Peter Van Houten - He was characterised in such a way that the annoyance that Hazel and Augustus feel towards him was completely justified and you too felt that annoyance at him even though you were the reader. 

The Parents The characterisation of both Hazel and Augustus' parents made them feel homely and really gave you respect for them and their supportive parenting. They broke the stereotype of the absent parents/dad in YA novels, and Hazel's dad also breaks some gender stereotypes.

Others - Hazel's friends weren't really fleshed out. Kaitlyn was a stereotypical popular girl friend who was in the scene with parties, dating and that world that our protagonist can never be part of. Isaac despite having more development kinda became the pity-party mutual friends who gets the crap deal (breaking up with girlfriend, losing sight) justifying any whining while the two friends he introduced to each other are exploring "A Whole New World, A whole new fantastic point of view..." together. 

Plot: It claims to be different to the ‘SickLit’ genre, but in doing so I think it becomes more similar to one.
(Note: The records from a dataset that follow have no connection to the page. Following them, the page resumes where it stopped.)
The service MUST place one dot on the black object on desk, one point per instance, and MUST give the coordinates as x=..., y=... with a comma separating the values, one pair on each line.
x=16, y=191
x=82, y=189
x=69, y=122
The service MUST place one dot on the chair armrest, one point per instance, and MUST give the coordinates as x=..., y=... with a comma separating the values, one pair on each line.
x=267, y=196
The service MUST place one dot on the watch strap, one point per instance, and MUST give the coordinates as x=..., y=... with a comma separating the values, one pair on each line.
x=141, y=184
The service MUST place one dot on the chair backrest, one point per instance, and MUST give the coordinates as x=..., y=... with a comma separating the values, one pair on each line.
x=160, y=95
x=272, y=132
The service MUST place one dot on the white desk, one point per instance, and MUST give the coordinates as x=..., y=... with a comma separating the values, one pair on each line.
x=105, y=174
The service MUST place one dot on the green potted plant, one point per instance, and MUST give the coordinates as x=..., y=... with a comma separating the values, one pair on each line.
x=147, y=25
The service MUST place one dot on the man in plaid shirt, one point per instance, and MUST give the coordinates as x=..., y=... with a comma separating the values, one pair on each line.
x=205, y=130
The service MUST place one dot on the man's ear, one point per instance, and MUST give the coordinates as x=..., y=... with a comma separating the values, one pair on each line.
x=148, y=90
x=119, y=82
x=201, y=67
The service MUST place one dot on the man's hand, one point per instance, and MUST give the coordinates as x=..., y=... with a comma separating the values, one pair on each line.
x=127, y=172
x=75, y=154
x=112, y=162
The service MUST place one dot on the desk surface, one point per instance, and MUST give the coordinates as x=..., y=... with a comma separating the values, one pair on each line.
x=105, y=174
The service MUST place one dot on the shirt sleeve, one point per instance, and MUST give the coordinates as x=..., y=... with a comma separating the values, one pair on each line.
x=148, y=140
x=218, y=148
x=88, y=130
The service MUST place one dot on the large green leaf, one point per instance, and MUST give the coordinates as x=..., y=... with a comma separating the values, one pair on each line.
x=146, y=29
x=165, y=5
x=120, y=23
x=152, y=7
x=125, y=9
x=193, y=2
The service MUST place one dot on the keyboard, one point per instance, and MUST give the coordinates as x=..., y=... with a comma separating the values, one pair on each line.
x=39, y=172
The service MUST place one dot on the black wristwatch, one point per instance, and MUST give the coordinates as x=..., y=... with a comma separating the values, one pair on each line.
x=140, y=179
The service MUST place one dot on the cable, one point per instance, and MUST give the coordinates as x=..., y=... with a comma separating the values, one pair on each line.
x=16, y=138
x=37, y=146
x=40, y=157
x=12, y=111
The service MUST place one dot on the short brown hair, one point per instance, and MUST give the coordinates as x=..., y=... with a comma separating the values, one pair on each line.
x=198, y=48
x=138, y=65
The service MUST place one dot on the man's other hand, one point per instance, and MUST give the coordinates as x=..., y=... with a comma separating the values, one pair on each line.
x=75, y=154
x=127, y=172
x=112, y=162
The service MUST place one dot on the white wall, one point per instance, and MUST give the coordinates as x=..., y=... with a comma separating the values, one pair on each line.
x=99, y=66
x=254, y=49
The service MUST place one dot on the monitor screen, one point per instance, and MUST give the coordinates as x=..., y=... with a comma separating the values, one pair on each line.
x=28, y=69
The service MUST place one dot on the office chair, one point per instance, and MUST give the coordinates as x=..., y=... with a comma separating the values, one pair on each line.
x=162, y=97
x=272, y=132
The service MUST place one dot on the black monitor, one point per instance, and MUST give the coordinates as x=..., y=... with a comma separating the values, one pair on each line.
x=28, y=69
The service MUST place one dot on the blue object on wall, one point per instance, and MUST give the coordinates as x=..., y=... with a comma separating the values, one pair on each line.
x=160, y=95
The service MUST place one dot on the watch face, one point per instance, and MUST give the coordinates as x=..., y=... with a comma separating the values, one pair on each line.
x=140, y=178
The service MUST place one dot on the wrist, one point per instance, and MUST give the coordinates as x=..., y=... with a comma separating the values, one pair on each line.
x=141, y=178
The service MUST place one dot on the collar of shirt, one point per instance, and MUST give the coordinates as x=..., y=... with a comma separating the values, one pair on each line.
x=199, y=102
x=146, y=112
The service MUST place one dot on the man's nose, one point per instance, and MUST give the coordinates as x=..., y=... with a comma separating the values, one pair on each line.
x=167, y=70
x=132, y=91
I mean they mock the whole cancer perks thing, but the major event is one. It doesn’t follow the general novel plot-structure, which although refreshing, is disorientating. The romance was amazingly sweet although a bit rushed, but it's just so okay guys. There’s a semi-climax about 2/3s in, and the ending felt a bit hurried, but when you think about it, that’s the way it was planned. 

Writing: Hazel’s perspective easy to relate to and has good humour. Overall the writing is great. However I think philosophy is fine, and it’s pretty interesting to think about those things, but too much in a YA realistic fiction novel can be annoying, and from the two John Green books I've read, there’s heaps of crazy philosophy/life lessons spouting from two 'ordinary' teenagers. Is it because they’re ‘cancer kids’? because they are smart? because they just don’t like Maslow’s Hierarchy of Needs? I don’t get it.

Quotes: Ermahgerd look at all of them, there's so many. This one describes the love story, the other ones are just awesome quotable things: “There are infinite numbers between 0 and 1. There's .1 and .12 and .112 and an infinite collection of others. Of course, there is a bigger infinite set of numbers between 0 and 2, or between 0 and a million. Some infinities are bigger than other infinities. A writer we used to like taught us that. There are days, many of them, when I resent the size of my unbounded set. I want more numbers than I'm likely to get, and God, I want more numbers for Augustus Waters than he got. But, Gus, my love, I cannot tell you how thankful I am for our little infinity. I wouldn't trade it for the world. You gave me a forever within the numbered days, and I'm grateful.” 

“That's the thing about pain...it demands to be felt.” 

“You don't get to choose if you get hurt in this world...but you do have some say in who hurts you. I like my choices.” 

“The marks humans leave are too often scars.” 

“Without pain, how could we know joy?' This is an old argument in the field of thinking about suffering and its stupidity and lack of sophistication could be plumbed for centuries but suffice it to say that the existence of broccoli does not, in any way, affect the taste of chocolate.” 

“We’re as likely to hurt the universe as we are to help it, and we’re not likely to do either.”